Friday, May 20, 2011

Omnihomeful Chronicles Part V - A typical day

A typical day for me lately:

5:30am Awaken to the sounds of pots and pans banging and bad singing in the kitchen right outside my door at the shelter.

6:00am  Give up trying to get back to sleep.  Have a steamy cup of bad coffee and do the crossword puzzle in the newspaper before anyone else gets to it.  Spend the next two to three hours trying to wake up all the way.

9:00am  Take meds & vitamins, vie for the shower, hopefully get a chance to brush teeth but have gum if needed.

10:00am  Go to a doctor appointment, a support group, government benefits offices, or other similarly fabulously fun appointment.

12:00  Go to the grocery store to buy something for lunch that doesn't need cooking and that qualifies for food stamps.  Mmm, strawberries and cottage cheese and a dinner roll.  Good thing they have spoons and napkins over by the in-store coffee shop, otherwise, I'd be eating like a puppy from a doggie dish.

2:00pm  Try to get some computer time at the library.  Oops, no change for the durned parking meter, got to drive to another library with no meters but must use precious gas.  Whew!  60 minutes to check all my e-mail, facebook, blog, do research on housing and SSA benefits. 

3:00pm  Please god, I need a nap!  Try to snooze through kitchen pots, pans, bad singing.

5:00pm  Dinner at the shelter.  So much "man" food, meat and potatoes or chicken and rice.  Please give me some vegetables!

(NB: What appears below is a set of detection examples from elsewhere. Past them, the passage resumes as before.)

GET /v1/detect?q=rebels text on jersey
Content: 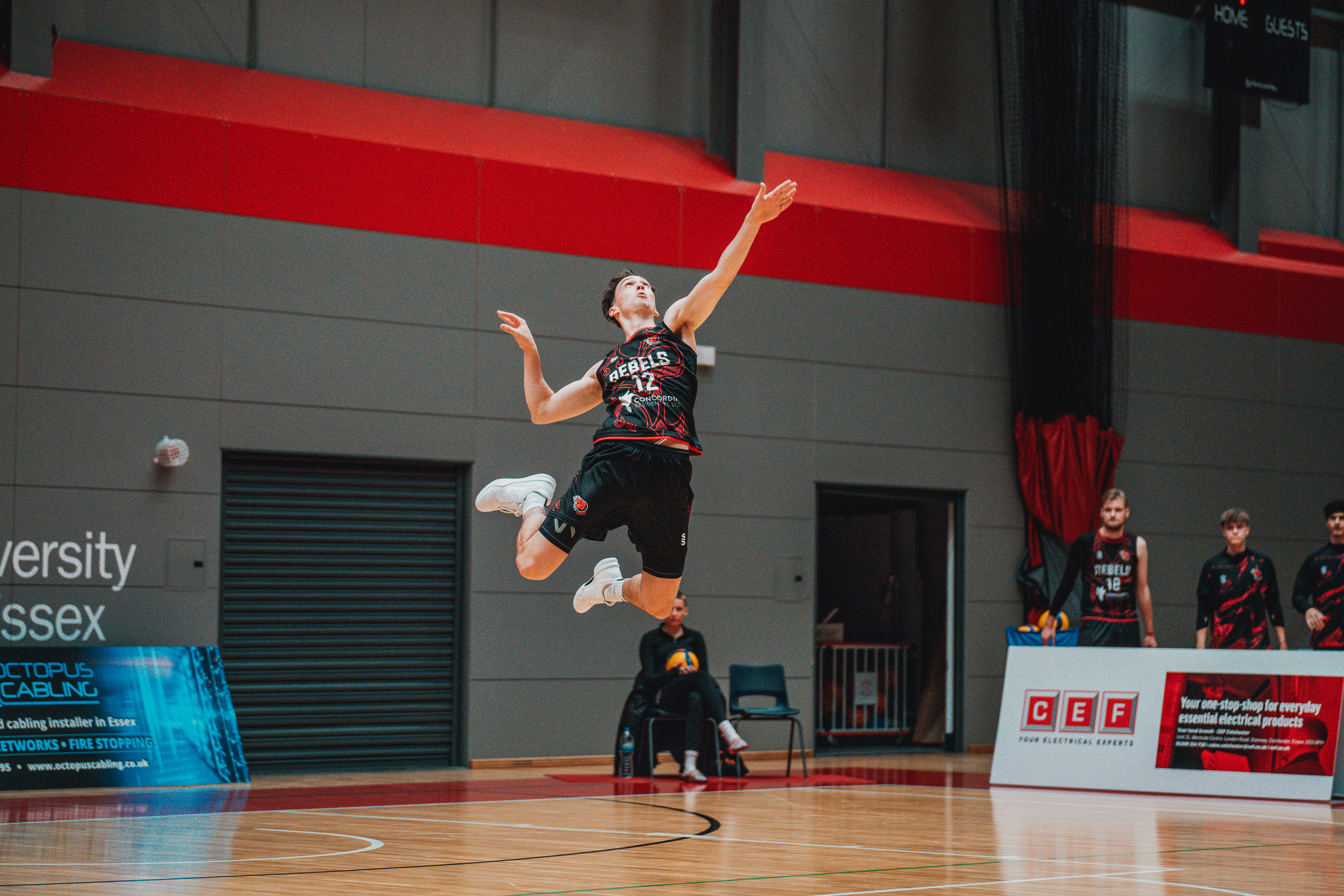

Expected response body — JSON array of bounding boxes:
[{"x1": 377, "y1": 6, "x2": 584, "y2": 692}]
[
  {"x1": 1195, "y1": 548, "x2": 1284, "y2": 650},
  {"x1": 1049, "y1": 529, "x2": 1139, "y2": 622},
  {"x1": 1293, "y1": 544, "x2": 1344, "y2": 650},
  {"x1": 593, "y1": 324, "x2": 700, "y2": 454}
]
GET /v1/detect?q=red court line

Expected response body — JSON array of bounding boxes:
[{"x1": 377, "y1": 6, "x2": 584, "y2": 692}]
[{"x1": 0, "y1": 765, "x2": 989, "y2": 823}]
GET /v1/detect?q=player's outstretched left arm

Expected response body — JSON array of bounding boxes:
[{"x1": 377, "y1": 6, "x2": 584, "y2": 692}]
[
  {"x1": 663, "y1": 180, "x2": 799, "y2": 338},
  {"x1": 496, "y1": 312, "x2": 602, "y2": 423},
  {"x1": 1135, "y1": 539, "x2": 1157, "y2": 647}
]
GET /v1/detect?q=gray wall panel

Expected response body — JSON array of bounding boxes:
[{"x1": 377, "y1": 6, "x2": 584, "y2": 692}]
[
  {"x1": 967, "y1": 525, "x2": 1026, "y2": 607},
  {"x1": 1125, "y1": 321, "x2": 1284, "y2": 401},
  {"x1": 0, "y1": 187, "x2": 20, "y2": 286},
  {"x1": 0, "y1": 286, "x2": 19, "y2": 386},
  {"x1": 691, "y1": 435, "x2": 817, "y2": 520},
  {"x1": 695, "y1": 354, "x2": 825, "y2": 442},
  {"x1": 886, "y1": 0, "x2": 999, "y2": 184},
  {"x1": 13, "y1": 487, "x2": 219, "y2": 596},
  {"x1": 965, "y1": 676, "x2": 1004, "y2": 744},
  {"x1": 696, "y1": 277, "x2": 1007, "y2": 376},
  {"x1": 1280, "y1": 338, "x2": 1344, "y2": 410},
  {"x1": 477, "y1": 245, "x2": 672, "y2": 349},
  {"x1": 220, "y1": 310, "x2": 476, "y2": 414},
  {"x1": 0, "y1": 486, "x2": 11, "y2": 595},
  {"x1": 0, "y1": 386, "x2": 12, "y2": 494},
  {"x1": 1125, "y1": 392, "x2": 1279, "y2": 470},
  {"x1": 758, "y1": 0, "x2": 886, "y2": 167},
  {"x1": 495, "y1": 0, "x2": 708, "y2": 137},
  {"x1": 476, "y1": 331, "x2": 602, "y2": 430},
  {"x1": 226, "y1": 401, "x2": 478, "y2": 465},
  {"x1": 364, "y1": 0, "x2": 491, "y2": 105},
  {"x1": 19, "y1": 289, "x2": 220, "y2": 397},
  {"x1": 257, "y1": 0, "x2": 367, "y2": 85},
  {"x1": 965, "y1": 601, "x2": 1021, "y2": 680},
  {"x1": 222, "y1": 218, "x2": 476, "y2": 328},
  {"x1": 22, "y1": 191, "x2": 226, "y2": 304},
  {"x1": 467, "y1": 676, "x2": 633, "y2": 771},
  {"x1": 817, "y1": 367, "x2": 1011, "y2": 451},
  {"x1": 13, "y1": 388, "x2": 219, "y2": 495}
]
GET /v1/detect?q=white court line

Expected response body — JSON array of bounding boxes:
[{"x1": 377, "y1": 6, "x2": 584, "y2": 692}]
[
  {"x1": 0, "y1": 832, "x2": 386, "y2": 868},
  {"x1": 1135, "y1": 877, "x2": 1257, "y2": 896},
  {"x1": 795, "y1": 868, "x2": 1177, "y2": 896},
  {"x1": 289, "y1": 804, "x2": 1011, "y2": 868},
  {"x1": 810, "y1": 784, "x2": 1344, "y2": 825}
]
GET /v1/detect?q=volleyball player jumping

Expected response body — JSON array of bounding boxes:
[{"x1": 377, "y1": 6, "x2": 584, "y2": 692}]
[{"x1": 476, "y1": 180, "x2": 797, "y2": 619}]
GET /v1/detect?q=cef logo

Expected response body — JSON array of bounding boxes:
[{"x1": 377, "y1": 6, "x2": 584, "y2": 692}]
[
  {"x1": 1097, "y1": 691, "x2": 1139, "y2": 735},
  {"x1": 1021, "y1": 691, "x2": 1059, "y2": 731},
  {"x1": 1021, "y1": 691, "x2": 1139, "y2": 735}
]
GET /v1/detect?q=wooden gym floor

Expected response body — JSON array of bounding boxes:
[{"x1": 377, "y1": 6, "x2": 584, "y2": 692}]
[{"x1": 0, "y1": 754, "x2": 1344, "y2": 896}]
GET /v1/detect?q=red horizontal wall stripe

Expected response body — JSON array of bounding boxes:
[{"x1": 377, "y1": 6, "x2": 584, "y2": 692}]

5:05pm  Do daily chore at the shelter, after dinner clean-up.  Man, those guys sure eat fast!  Wash many dishes and GREASY industrial-sized pots and pans.

6:00pm  Nightly shelter support group.  I'm feeling a little support grouped out.  But I do love the Monday night "Here's what your meds mean" meeting.  Who knew how truly complicated the brain really is?

7:00pm  Watch TV.  Hope to god the guys let the gals watch a sit-com or American Idol instead of sports or
crime shows.  So much fun trying to watch what you want with 21 other people trying to watch what they want.

9:00pm  Relax with a book from the library.  No, wait, roommate is already asleep.  She can sleep through anything, lucky girl.  Try reading in the dining room.  No, too many pots and pans and bad singing in the kitchen.  Try the TV room.  Ok, at least I can tune out the endless crime-solving.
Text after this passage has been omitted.